Tuesday, November 6, 2012

The False Doctrine of False Promise

After having often been critical of the “promise of the patent” doctrine in this blog, I have finally finished an article on the subject, entitled "The False Doctrine of False Promise," which has now been accepted by the CIPR. The article is available through SSRN in essentially the final version (subject to copy-editing). Here is the abstract:

The emergence of the “promise of the patent” doctrine is an important recent development in Canadian patent law, which primarily impacts pharmaceutical patents. The doctrine holds that if the specification sets out an explicit “promise,” the utility requirement will be satisfied only if the claimed invention delivers on that promise. In practice, the promise of the patent, as set out in the disclosure, is now almost invariably the standard for assessing utility of a pharmaceutical patent. The result is that a patent may be held invalid for lack of utility, notwithstanding that the disclosed invention has sufficient utility to support a valid patent. This article shows that the doctrine originated in English law at a time when the grant of the patent was a discretionary exercise of the royal prerogative, so that the Crown might properly refuse to grant a patent even though it would be upheld by the courts if granted.

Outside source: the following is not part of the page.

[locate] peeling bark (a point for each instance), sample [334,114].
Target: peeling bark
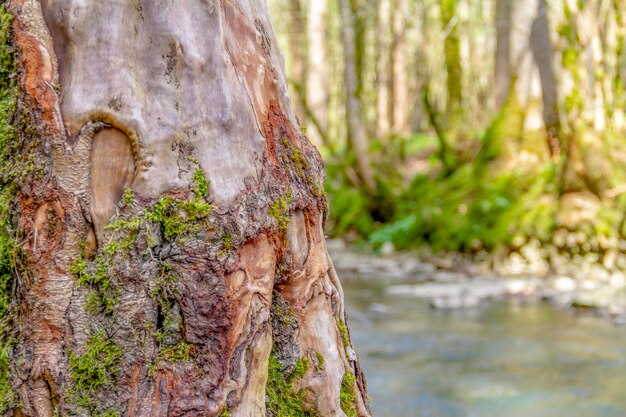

Consequently, the patent was granted on the basis of all representations made by the applicant, and the promise of the patent doctrine reflected an unwillingness of the courts to second-guess the Crown in the exercise of its prerogative. This article argues that the doctrine is inconsistent with the Canadian Patent Act, under which an applicant is entitled to a patent as a matter of right if the invention satisfies the statutory criteria.